Thanks for this @Mike, it looks like the combination of quotes and %20 encoding is tripping our automated search blocker. We’ve thought about ways this could be mitigated, but If you’re right on the Vivaldi encoding change then this will be a big help. It has been quite unique in this respect.

1 Like

same error for me - search query was inurl:"index of"

also, a query of inurl:index of without quotes leads to “Did you mean: inurl: index of” ← notice the space after ‘:’

I believe double quotes in an operator always gives a 403.

inurl:"index of" 

Here is an example of the same search which works when using an ‘all’ operator. Though, such a specific query might not return high quality results.

allinurl:index of

In case you are wondering, ‘all’ operators can be combined with site: which might give better results since site: disables clustering.

allinurl:index of site:stackoverflow.com

Also

inurl:index of

works because it does not use double quotes in the operator.

Here, the operator value is index. And I believe the algorithm considers of to be a search term.

In the past, I would have said that you needed at least one search term when searching with an operator.
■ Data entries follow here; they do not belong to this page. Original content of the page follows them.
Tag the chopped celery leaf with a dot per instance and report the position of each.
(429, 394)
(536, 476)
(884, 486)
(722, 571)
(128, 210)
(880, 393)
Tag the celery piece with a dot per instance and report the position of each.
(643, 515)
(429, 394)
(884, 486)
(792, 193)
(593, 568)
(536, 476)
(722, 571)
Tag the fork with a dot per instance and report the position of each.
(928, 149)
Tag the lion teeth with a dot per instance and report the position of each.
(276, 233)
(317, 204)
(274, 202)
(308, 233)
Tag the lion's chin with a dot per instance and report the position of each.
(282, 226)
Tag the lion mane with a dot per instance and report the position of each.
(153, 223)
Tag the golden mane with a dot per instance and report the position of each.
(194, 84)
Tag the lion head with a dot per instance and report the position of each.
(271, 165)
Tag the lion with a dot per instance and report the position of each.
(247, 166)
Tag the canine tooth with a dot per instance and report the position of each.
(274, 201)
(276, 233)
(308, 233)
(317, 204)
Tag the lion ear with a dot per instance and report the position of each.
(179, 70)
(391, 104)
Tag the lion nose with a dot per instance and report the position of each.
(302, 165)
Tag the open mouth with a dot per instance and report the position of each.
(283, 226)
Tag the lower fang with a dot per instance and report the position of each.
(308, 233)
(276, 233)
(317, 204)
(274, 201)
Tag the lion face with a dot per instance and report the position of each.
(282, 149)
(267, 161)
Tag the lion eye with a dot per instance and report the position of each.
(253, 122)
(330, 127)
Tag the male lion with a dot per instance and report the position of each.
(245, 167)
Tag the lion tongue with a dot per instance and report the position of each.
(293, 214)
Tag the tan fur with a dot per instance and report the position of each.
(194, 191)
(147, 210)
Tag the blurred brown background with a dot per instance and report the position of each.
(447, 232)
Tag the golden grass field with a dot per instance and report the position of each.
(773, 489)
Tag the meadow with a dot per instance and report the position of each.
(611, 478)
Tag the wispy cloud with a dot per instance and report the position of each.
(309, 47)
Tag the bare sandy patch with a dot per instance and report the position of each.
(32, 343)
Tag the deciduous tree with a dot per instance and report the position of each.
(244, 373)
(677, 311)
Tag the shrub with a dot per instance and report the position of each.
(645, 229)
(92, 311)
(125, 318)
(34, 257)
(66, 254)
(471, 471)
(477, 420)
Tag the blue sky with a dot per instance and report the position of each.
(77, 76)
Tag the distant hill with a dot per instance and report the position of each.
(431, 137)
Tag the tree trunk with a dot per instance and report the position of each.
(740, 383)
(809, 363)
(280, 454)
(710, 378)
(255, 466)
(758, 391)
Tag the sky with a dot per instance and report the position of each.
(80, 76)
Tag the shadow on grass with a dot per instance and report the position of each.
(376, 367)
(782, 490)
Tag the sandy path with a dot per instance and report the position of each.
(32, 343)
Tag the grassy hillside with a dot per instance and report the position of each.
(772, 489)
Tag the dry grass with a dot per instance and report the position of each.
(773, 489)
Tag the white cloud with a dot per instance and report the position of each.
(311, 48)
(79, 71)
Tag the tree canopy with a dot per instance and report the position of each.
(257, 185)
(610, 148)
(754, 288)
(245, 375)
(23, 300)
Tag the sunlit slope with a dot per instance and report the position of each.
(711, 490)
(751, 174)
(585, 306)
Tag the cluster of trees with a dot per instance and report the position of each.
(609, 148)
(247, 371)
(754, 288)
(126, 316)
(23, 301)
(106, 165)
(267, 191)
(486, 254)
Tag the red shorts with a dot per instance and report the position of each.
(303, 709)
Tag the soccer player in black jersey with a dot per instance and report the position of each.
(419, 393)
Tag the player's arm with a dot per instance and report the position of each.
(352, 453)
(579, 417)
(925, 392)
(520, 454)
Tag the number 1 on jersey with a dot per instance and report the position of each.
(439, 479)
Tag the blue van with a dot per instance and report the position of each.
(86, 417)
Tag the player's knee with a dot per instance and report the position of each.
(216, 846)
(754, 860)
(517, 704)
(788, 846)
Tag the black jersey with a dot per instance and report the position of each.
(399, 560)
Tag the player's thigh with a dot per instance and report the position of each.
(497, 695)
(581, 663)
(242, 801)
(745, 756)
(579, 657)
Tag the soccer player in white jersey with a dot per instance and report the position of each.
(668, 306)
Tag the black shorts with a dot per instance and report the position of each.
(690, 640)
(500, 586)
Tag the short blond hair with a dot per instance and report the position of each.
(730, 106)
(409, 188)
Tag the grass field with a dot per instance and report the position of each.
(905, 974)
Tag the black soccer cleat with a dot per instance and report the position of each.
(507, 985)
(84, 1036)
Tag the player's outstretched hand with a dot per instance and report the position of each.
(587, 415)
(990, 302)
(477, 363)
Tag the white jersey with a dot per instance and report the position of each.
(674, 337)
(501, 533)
But, after testing today, it seems you can use inurl: by itself.

inurl:index

Currently, Mojeek doesn’t do a good job of correcting queries with operators. So, when dealing with operators, I tend to ignore the suggestions.

The suggestion is controlled by the Settings > Search Results > Spellings checkbox. You can disable the Spelling preference to remove the suggestion (and other spelling suggestions).

https://www.mojeek.com/search?q=inurl%3Aindex+of&spell=0

In my personal correspondence, I originally raised the issue on February 13. But I don’t see a clear reply. I don’t remember getting an official response about the added space.

At the time, I attributed the added space to ‘autocorrect’:

Also,

* autocorrect will ask you to revise your search to include a space
between allintext: and the terms;
* and it will incorrectly reverse the order: breaking the query.

```
allintext:incapable of site:merriam-webster.com
site:merriam-webster.com allintext: incapable of

```


Hopefully, you will get an official reply about the issues you raised.

Apologies that this one wasn’t picked up before; at the moment the combination of quotes and operators is not supported, and it’s a tough one for us as this sort of combination is normally a good sign of traffic being automated (this thread notwithstanding) so it’s quite a difficult thing to change.

On the spellcheck adding a space, I’m raising an issue for that and we’ll look into it - thanks for the submission :pray:

1 Like

might simply allowing such queries but with tighter rate-limiting/IP work?

Unfortunately this doesn’t fix the issue too well as they are using a massive pool of IP addresses when it comes to the kind of stuff this is built to prevent.

maybe a dumb idea, but what about using some JS to see how long it takes to key in the search terms for queries like this which are abused and if the time is < x ms then redirect to a verification page with a (self-hosted) captcha???

No such thing to us :smiley:

We normally like to work without JavaScript as much as we possibly can, but also a lot of the searches in question come from browser plugins/search bars or similar, and so they don’t type anything into the search box before arriving with a query.